21 millions € d’investissements programmés pour Tilly-Sabco

Le volailler de Guerlesquen, sans attendre l’adhésion des autres intervenants, a d’ores et déjà établi son propre programme d’investissements pour s’y préparer. De 2013 à 2017, il envisage des investissements cumulés de 21 millions €. Cela passera par l’automatisation des process de production, un accroissement de leurs capacités (actuellement 64 000 tonnes de poulets entiers surgelés) le développement des activités périphériques de l’abattoir (à ce jour, 7 000 tonnes de saucisses de poulet surgelées et 6 000 tonnes de co-produits). Cela s’accompagnera d’un vaste programme de formation des personnels (50% des salariés ont accès à des formations pour s’approprier les nouvelles technologies), ce qui selon le dirigeant « peut s’avérer un réel atout de compétitivité face au Brésil ». La France a réellement une carte à jouer au Moyen Orient où le Brésil détient 80% du marché, la France seulement 20%. L’Arabie Saoudite, tout comme le Yémen, offre de réelles possibilités de croissance et ne peut dépendre exclusivement du Brésil. Elle ne peut le faire ne serait-ce que pour des raisons de crise sanitaire majeur qui pourrait intervenir chez son fournisseur. Un autre atout de Tilly-Sabco est la logistique mise en place avec Maersk, le premier shiphandler mondial, qui garantit, à la différence des Brésiliens, la ponctualité des livraisons. Enfin, Tilly-Sabco s’appuie sur des relations commerciales anciennes nouées avec ces pays du Moyen-Orient. Elles sont basées sur un nombre réduit de distributeurs, en moyenne deux par pays, une affectation d’une marque distincte par distributeur, une politique tarifaire stricte et unique par pays, et le choix d’une souche de poulet à croissance lente qui génère un poulet certifié (entre le standard et le fermier), gage de qualité. La structure financière du groupe le lui permet également. Avec un chiffre d’affaires de 136 millions €, il dégage un résultat net de 2 millions, pour un Ebitda de 4,5 millions. Les fonds propres, fin 2012, ressortent à 13,3 millions soit deux fois moins que les dettes de 6,4 millions.

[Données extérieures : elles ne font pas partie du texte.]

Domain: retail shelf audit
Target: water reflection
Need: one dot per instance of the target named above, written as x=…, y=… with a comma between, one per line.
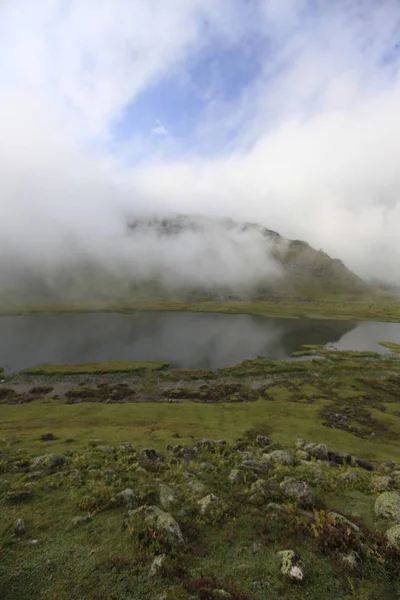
x=192, y=340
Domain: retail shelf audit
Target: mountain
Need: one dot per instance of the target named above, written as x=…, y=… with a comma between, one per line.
x=186, y=256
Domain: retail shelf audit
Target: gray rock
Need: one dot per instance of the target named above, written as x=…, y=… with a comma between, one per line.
x=348, y=478
x=51, y=461
x=19, y=527
x=235, y=476
x=382, y=483
x=292, y=566
x=302, y=455
x=157, y=565
x=162, y=521
x=167, y=496
x=393, y=536
x=299, y=491
x=356, y=461
x=207, y=503
x=128, y=497
x=280, y=457
x=318, y=451
x=387, y=506
x=256, y=466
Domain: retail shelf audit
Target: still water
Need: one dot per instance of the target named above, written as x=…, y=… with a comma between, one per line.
x=190, y=340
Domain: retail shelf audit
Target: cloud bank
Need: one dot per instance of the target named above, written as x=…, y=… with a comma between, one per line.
x=305, y=139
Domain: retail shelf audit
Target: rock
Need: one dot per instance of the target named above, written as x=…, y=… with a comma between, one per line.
x=263, y=440
x=280, y=457
x=207, y=503
x=382, y=483
x=162, y=521
x=393, y=536
x=150, y=459
x=292, y=566
x=339, y=458
x=387, y=467
x=128, y=497
x=299, y=491
x=348, y=478
x=47, y=437
x=350, y=560
x=167, y=496
x=318, y=451
x=302, y=455
x=362, y=463
x=256, y=466
x=19, y=527
x=51, y=461
x=339, y=519
x=235, y=476
x=196, y=486
x=156, y=565
x=220, y=595
x=127, y=448
x=387, y=506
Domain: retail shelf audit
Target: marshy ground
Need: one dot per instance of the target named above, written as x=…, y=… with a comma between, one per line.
x=73, y=441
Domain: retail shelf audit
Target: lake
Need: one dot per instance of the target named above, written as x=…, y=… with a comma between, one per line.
x=183, y=339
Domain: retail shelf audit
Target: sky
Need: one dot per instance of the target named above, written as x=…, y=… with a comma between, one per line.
x=281, y=112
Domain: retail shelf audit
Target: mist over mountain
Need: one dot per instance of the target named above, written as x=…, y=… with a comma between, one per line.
x=189, y=256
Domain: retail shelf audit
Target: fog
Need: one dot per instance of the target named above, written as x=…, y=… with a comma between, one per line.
x=309, y=147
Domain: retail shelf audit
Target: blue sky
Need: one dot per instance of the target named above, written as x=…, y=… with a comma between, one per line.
x=284, y=112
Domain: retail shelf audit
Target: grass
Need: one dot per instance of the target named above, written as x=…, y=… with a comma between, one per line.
x=95, y=368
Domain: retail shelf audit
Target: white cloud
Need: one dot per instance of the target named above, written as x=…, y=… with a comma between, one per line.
x=318, y=147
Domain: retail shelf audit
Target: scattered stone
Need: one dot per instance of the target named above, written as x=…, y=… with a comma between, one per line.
x=356, y=461
x=220, y=595
x=196, y=486
x=302, y=455
x=255, y=465
x=128, y=497
x=51, y=461
x=393, y=536
x=299, y=491
x=382, y=483
x=19, y=527
x=350, y=560
x=167, y=496
x=207, y=503
x=162, y=521
x=387, y=506
x=318, y=451
x=339, y=458
x=235, y=476
x=280, y=457
x=292, y=566
x=337, y=518
x=157, y=565
x=348, y=478
x=47, y=437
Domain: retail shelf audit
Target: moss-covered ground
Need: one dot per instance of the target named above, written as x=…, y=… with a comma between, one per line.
x=347, y=400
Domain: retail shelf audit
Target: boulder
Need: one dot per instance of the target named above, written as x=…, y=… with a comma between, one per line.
x=382, y=483
x=157, y=565
x=207, y=503
x=393, y=536
x=280, y=457
x=318, y=451
x=128, y=497
x=167, y=496
x=19, y=527
x=292, y=567
x=162, y=521
x=356, y=461
x=298, y=491
x=387, y=506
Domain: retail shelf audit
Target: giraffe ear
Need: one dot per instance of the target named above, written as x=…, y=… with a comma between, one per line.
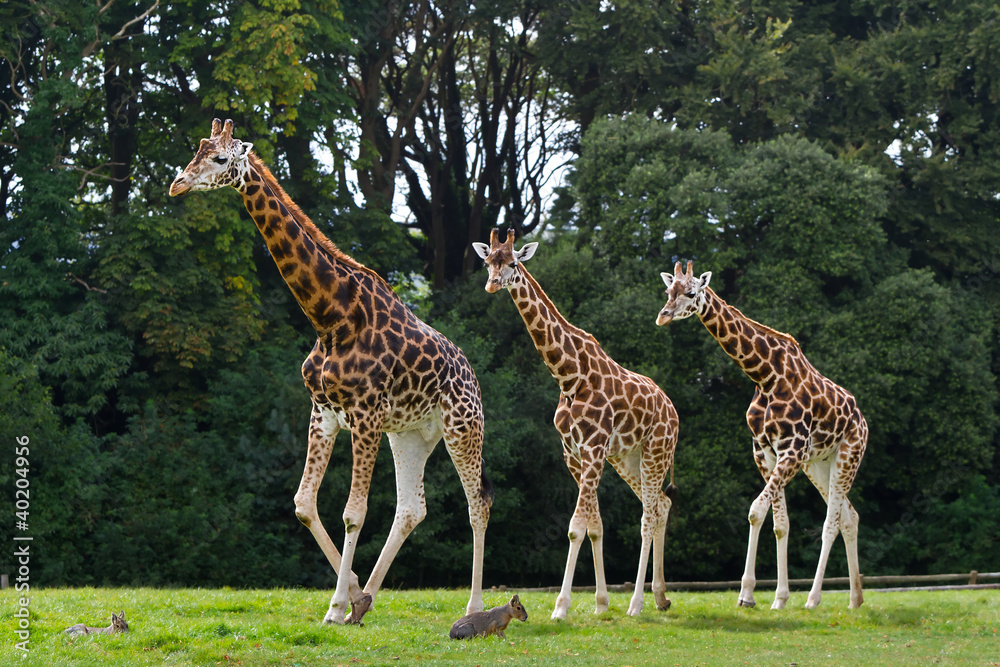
x=527, y=252
x=481, y=249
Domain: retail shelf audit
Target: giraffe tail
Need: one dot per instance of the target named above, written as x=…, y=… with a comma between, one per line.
x=486, y=492
x=672, y=493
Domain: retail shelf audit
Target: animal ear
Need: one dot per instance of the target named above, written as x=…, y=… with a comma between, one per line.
x=481, y=249
x=527, y=252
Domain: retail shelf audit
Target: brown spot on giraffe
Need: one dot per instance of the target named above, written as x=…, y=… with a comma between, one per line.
x=356, y=377
x=799, y=420
x=605, y=413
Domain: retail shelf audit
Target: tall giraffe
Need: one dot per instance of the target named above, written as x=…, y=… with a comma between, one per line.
x=375, y=367
x=605, y=412
x=799, y=419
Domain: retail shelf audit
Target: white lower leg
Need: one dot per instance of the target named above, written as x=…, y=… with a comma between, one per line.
x=576, y=530
x=659, y=579
x=758, y=510
x=849, y=522
x=636, y=603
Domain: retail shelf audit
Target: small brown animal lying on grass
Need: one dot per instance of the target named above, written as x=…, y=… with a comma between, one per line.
x=118, y=624
x=490, y=622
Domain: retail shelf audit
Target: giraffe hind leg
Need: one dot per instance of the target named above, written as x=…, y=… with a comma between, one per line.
x=364, y=442
x=323, y=429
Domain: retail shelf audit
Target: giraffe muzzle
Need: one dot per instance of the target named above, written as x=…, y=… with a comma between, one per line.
x=179, y=186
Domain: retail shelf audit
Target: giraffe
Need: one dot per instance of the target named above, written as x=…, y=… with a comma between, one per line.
x=798, y=418
x=605, y=412
x=374, y=368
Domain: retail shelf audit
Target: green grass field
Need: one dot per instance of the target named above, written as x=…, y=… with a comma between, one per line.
x=283, y=627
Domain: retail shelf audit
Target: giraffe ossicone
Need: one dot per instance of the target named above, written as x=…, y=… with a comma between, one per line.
x=798, y=418
x=605, y=413
x=375, y=368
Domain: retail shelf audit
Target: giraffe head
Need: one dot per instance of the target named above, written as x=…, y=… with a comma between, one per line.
x=502, y=260
x=220, y=161
x=685, y=293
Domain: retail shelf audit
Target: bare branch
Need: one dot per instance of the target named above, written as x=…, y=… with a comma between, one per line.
x=142, y=17
x=92, y=173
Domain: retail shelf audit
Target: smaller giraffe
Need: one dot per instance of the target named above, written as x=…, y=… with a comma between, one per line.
x=605, y=413
x=799, y=419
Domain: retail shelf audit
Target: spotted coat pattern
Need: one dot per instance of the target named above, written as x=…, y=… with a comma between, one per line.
x=799, y=420
x=375, y=368
x=605, y=413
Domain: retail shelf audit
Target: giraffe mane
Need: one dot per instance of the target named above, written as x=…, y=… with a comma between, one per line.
x=547, y=302
x=762, y=328
x=321, y=240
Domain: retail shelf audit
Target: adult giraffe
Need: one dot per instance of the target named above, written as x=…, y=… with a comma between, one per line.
x=375, y=367
x=605, y=412
x=799, y=419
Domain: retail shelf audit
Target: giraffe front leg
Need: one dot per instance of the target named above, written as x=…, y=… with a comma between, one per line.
x=409, y=454
x=779, y=512
x=595, y=531
x=323, y=429
x=659, y=544
x=758, y=511
x=364, y=443
x=849, y=521
x=586, y=505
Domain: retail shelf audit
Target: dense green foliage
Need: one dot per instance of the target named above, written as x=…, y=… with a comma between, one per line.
x=833, y=164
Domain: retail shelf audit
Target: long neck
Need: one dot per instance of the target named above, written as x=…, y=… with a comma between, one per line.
x=328, y=285
x=760, y=351
x=567, y=351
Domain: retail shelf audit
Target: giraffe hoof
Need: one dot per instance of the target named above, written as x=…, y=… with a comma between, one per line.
x=359, y=608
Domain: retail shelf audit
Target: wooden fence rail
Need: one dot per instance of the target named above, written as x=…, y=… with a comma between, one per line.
x=973, y=578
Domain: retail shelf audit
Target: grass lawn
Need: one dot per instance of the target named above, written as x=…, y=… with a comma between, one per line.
x=284, y=627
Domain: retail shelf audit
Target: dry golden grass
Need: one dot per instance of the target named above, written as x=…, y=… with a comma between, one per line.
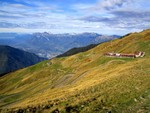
x=85, y=82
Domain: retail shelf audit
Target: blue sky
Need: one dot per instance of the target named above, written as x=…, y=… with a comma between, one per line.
x=74, y=16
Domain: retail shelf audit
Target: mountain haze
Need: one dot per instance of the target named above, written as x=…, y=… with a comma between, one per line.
x=50, y=45
x=87, y=82
x=12, y=59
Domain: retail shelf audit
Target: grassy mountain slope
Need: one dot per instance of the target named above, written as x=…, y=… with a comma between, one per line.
x=86, y=82
x=12, y=59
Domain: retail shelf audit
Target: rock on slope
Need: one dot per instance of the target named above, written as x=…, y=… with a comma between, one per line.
x=85, y=82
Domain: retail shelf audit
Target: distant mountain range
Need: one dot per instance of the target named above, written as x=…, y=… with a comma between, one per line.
x=87, y=82
x=50, y=45
x=12, y=59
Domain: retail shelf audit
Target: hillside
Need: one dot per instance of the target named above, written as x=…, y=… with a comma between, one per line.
x=12, y=59
x=49, y=45
x=85, y=82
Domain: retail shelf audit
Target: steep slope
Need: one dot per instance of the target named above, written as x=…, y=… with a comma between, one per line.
x=86, y=82
x=12, y=59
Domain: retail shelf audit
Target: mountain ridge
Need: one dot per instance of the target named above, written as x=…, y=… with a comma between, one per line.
x=84, y=82
x=49, y=45
x=12, y=59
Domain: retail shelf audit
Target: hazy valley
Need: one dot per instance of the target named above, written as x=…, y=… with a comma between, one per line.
x=85, y=82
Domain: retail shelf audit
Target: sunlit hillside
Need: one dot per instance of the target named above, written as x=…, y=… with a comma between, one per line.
x=87, y=82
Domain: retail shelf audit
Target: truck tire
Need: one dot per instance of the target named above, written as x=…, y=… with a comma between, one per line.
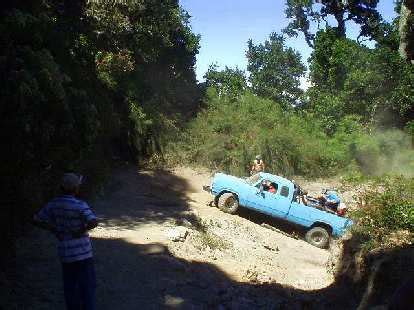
x=228, y=203
x=318, y=236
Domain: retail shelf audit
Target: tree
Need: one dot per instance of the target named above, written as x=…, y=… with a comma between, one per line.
x=275, y=70
x=305, y=13
x=228, y=82
x=406, y=30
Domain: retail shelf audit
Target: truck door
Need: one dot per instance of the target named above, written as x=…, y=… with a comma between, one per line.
x=277, y=204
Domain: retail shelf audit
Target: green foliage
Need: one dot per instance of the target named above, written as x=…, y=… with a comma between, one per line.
x=387, y=216
x=228, y=82
x=275, y=70
x=228, y=134
x=350, y=79
x=83, y=82
x=306, y=13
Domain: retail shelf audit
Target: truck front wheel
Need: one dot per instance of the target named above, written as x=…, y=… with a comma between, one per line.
x=228, y=203
x=318, y=236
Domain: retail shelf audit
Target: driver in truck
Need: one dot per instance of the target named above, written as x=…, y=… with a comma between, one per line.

(1) Chaque mois, l’UE détermine les taux d’aides qui dépendent des prix du marché déterminé par les leaders mondiaux, le Brésil et les Etats Unis, et des zones géographiques. Les restitutions ne sont accordées que pour deux zones : la Russie et le Moyen Orient. De mai 2010 à octobre 2012, elles étaient de 325 €/ tonne équivalent carcasse, elles sont passées à 217 € en octobre 2012, puis à 108,5 €/tec depuis janvier. Le montant total des « restitutions poulet » se monte à environ 90 millions d’euros par an, dont 90% pour les deux exportateurs français (Tilly-Sabco et Doux).